Chapter 1
September, 1983
State College, Pennsylvania "Nice? You call that nice? You said the same thing about Byron the bore."
Leah put down the pen and leaned against the straight back of her chair. Andy was standing at mid-room, her mouth still open, her sandy hair dripping rain over solid shoulders jacketed in red. "A doorway encounter changes my entire concept of man," she continued, "and you think he's . . . nice." Leah envisioned Jonathan, probably just now getting back into his car. "He doesn't know I'm Jewish." Andy stared. "Oh, right. With your family, worry." She unbuttoned the windbreaker and took it off.
"Andrea, I've been hurt before." And not just once, she thought. "If he calls, I'll tell him."
"Leah Rachelle Beaumont," Andy articulated airily with a not too bad French accent, "you inspire me." How long had Andy know her, Leah thought. Eight months? Ten? They had lived in this apartment together all of September and for four months last spring, and still Andy did not comprehend what it meant to be Jewish, that it was in the blood and in the brain and in the bone. She could not allow a relationship to develop with any man without his understanding that. Besides, she was reminded twice a week from home that there were good reasons to wait, as Mama put it, for "the right Jewish boy." How many times did she have to explain it? "There is one thing about you that isn't 150 percent honest, Beaumont," Andy groused. "Make that two—your name and your nose." She laid the jacket like a fan over the foot-end corner of her bed, and Leah saw mischief in the curve of her mouth. Let it alone, Leah thought. She made a face at Andy, rose to look into the mirror above her dresser and frowned. The glow of summer, long days of working the Saddlebreds for Aunt Claire and Uncle Paddy, had become her complexion. She ran her fingertips through her casual "breezy" cut. The wavy auburn hair was close to blonde now, the eyes all the lighter for her tan. The preacher's son today asked if she was named for the Leah of the Bible, and she had said it was not the first thing she told people. He understood—not just that, in conversation, she would avoid immediate reference to religious matters, but also that Leah of Haran had not been Jacob's first choice, or his selection at all, for he had fallen in love with her younger sister, Rachel.
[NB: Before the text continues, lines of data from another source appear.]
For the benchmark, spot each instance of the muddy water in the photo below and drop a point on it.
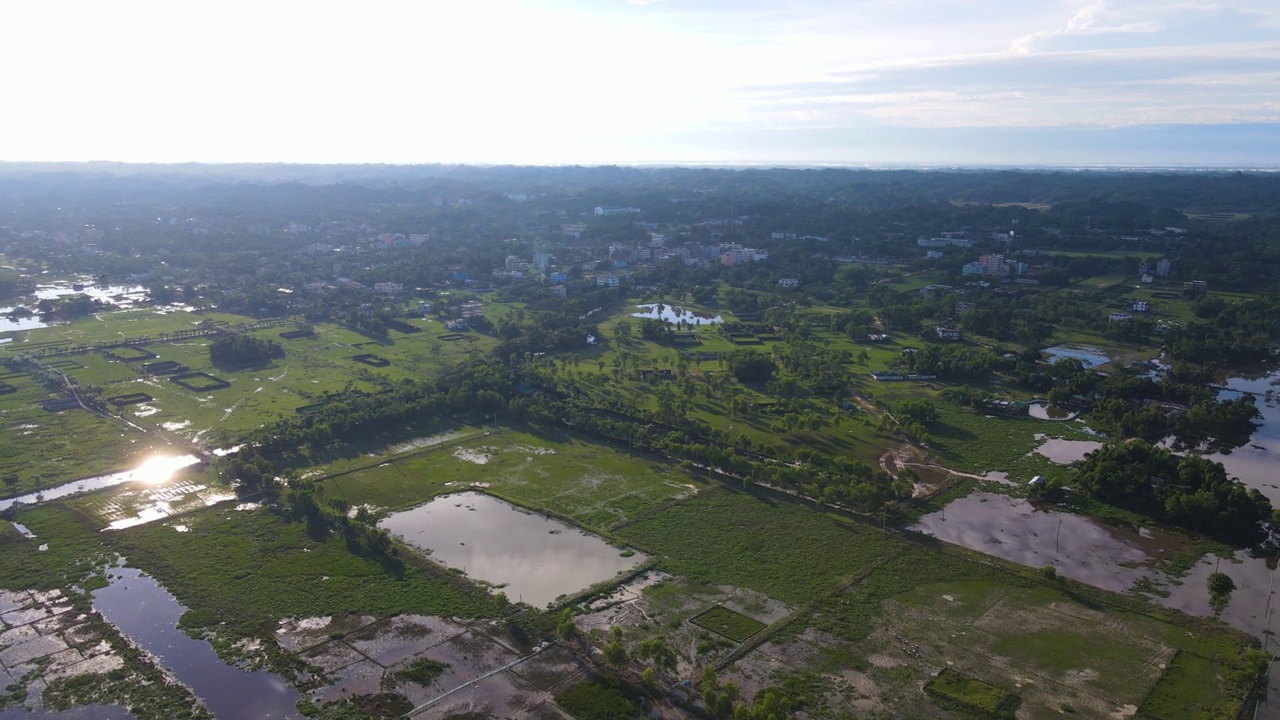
(1257, 464)
(1112, 559)
(1091, 356)
(1042, 411)
(533, 557)
(1010, 528)
(145, 611)
(1066, 451)
(86, 712)
(155, 470)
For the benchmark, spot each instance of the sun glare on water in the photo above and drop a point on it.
(160, 468)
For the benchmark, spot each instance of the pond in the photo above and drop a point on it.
(673, 314)
(1065, 451)
(145, 611)
(531, 557)
(154, 470)
(1256, 464)
(1091, 356)
(1043, 411)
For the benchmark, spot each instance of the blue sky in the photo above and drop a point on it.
(992, 82)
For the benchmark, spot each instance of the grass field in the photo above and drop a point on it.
(590, 483)
(1055, 648)
(722, 620)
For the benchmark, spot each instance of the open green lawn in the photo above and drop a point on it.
(1054, 646)
(592, 483)
(722, 620)
(775, 546)
(251, 569)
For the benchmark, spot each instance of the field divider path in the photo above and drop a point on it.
(804, 610)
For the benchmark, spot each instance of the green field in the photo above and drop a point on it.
(769, 545)
(590, 483)
(734, 625)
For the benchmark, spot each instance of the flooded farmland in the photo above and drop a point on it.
(155, 470)
(531, 557)
(145, 611)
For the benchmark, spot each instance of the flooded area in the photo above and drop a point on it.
(1065, 451)
(145, 611)
(1043, 411)
(1089, 355)
(531, 557)
(675, 315)
(1256, 464)
(154, 470)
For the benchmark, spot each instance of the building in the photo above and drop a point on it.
(613, 210)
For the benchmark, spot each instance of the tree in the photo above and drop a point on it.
(1220, 588)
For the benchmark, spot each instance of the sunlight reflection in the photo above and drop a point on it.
(160, 468)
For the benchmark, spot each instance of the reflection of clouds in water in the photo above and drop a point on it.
(1010, 528)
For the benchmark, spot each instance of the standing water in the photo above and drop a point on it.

Although he as tricked into marrying both, and they and their maidservants mothered the twelve tribes of Israel, Rachel forever remained his true love. Leah could still see Jonathan's face as he looked at her and said he believed that delicate eyes were not the flaw but he forte of Jacob's Leah and that, emerald as her own were, he could look into them all day. "For Leah was tender-eyed," he quoted as he touched her cheek, and his voice itself was tender and filled with wonder. "Are my eyes green?" Leah asked unblinkingly of the mirror.